The International Labour Organisation (ILO) provides a guideline for an initial minimum package for social health insurance (SHI) which includes general practitioners care such as home visits, hospitalization where necessary, specialists care in hospitals, essential pharmaceutical supplies and prenatal, maternity and postnatal care by medical practitioners or qualified midwives. (ILO, 1952). SHI is guided by the basic assumption that health is a basic human right and insurance is a tool to advance its implementation whereas Private Health Insurance (PHI) on the other hand views health as a cluster of risks, insurance of which is a profitable economic activity. (UN, 1948 & 1997, WHO 1978). This brings forth the argument that society should provide at least basic health care to all citizens. However, attainment of this status is usually gradual and has to be within a set legal frame work as is illustrated in the examples provided below.

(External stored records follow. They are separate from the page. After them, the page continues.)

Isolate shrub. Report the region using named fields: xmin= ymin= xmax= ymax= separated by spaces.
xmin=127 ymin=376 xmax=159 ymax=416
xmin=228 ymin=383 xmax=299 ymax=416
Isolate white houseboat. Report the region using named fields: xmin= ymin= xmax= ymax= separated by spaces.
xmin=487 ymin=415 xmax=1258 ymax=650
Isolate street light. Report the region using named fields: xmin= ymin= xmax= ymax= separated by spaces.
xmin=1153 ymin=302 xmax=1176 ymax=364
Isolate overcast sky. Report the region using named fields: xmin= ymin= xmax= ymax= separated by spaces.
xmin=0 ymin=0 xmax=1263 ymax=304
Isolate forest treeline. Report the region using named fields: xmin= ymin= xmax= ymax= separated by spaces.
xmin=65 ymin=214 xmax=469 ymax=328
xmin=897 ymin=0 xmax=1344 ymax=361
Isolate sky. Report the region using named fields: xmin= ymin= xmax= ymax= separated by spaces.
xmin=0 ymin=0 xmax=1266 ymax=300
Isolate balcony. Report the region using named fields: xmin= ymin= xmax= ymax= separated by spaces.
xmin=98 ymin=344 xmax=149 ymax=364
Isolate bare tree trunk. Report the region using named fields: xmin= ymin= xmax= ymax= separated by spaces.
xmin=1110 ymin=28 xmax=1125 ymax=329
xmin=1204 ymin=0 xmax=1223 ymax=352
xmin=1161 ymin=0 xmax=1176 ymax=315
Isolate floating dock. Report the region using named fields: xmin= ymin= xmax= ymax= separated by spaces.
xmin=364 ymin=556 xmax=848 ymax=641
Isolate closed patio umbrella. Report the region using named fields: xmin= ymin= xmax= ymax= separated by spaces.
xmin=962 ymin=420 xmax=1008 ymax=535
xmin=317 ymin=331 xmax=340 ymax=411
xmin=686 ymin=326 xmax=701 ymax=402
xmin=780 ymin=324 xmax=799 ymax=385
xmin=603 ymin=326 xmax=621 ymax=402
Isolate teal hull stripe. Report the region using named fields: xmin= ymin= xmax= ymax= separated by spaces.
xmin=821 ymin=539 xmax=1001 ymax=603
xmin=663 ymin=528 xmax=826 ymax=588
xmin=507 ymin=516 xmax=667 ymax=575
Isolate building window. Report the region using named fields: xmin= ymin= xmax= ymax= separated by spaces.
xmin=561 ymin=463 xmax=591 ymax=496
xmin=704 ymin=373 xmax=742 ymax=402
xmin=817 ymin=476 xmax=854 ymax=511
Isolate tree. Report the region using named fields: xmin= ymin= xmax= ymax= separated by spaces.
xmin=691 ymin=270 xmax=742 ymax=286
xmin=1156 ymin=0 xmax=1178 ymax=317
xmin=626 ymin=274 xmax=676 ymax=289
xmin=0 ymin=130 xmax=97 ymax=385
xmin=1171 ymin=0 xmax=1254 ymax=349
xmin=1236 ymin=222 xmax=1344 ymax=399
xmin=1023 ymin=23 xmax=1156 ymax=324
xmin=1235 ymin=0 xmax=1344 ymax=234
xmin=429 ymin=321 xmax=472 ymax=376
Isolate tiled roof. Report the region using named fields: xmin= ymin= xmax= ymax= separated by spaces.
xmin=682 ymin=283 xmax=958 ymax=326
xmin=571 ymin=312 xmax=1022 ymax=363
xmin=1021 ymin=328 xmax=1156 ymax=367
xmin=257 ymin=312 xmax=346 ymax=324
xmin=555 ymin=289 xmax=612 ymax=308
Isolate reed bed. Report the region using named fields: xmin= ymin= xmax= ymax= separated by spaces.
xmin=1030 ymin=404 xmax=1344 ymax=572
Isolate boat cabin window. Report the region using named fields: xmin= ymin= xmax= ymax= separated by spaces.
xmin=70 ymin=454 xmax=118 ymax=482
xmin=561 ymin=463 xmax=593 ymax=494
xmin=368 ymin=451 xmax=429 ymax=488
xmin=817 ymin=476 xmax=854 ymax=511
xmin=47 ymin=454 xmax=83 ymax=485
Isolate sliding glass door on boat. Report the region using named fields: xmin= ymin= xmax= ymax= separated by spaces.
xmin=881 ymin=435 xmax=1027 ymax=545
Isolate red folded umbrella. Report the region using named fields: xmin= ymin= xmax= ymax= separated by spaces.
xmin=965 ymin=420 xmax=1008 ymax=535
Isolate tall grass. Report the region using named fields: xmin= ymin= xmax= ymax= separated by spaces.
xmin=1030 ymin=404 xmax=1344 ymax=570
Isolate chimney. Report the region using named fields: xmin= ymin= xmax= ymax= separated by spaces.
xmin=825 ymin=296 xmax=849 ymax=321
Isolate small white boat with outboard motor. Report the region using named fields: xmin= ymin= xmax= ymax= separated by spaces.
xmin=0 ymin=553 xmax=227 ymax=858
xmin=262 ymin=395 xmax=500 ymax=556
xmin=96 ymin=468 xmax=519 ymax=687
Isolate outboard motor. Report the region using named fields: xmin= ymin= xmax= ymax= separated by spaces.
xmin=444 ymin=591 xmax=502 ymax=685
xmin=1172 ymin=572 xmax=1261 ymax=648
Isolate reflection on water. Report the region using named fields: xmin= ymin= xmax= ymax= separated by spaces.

For instance in Belgium during 1851 a special law officially acknowledging the sickness funds (referred to as mutual health funds) was enacted. Sickness funds were based on occupational groups and were rather small-scale. During 1894 registration provided the legal foundation of these funds with a broader scope of activities, while they could henceforth benefit from government subsidies. Subsequently mutual health funds from the same political or ideological background combined into national alliances or unions. Until early 1940’s membership to mutual health funds had been voluntary. In 1944 a decree was adopted to make health insurance compulsory for all salaried workers.
In Israel the first health insurance fund, the KUPAT HOLIM CLALIT (General Sickness Fund), was founded in 1911 by agricultural workers in collective settlements (Kibbutz) which during 1920 was taken over by the HISTANDRUT (General Federation of Labour) and became one of its political power bases (Carin, 2004). In 1920 three other health insurance funds were established and by 1948 when Israel gained statehood, 53% of the population was covered 80% being members of general sickness funds. By 1995 when National Health Insurance Law was voted 96% of the population was covered. Now it is the duty of every resident to register as a member in one of the existing funds (Holzheu, 2006).
Meanwhile the origin of SHI in Japan is the development of voluntary community health insurance scheme in the nineteenth century. In 1935 a community health insurance scheme (having rice as a pre-paid contribution and basic care as the main benefit) was established in the Fukuoka Prefecture. In the 1930’s government encouraged the replication of community health insurance on a National Citizens Health Insurance law based on community financing principle but with cash-based contribution was proclaimed and implemented. The law was designed to meet the needs of poor in underserved rural villages, the farmers and self-employed workers in rural communities and small companies. It was initially run on voluntary basis (Carin, 2004). In 1922 a law was voted establishing compulsory insurance for selected groups of workers and by 1945 employee health insurance together with National Citizen’s Health Insurance covered 60% of the population. Legislation establishing compulsory insurance for all was finally adopted during 1958 and was implemented in 1961 (Carin, 2004).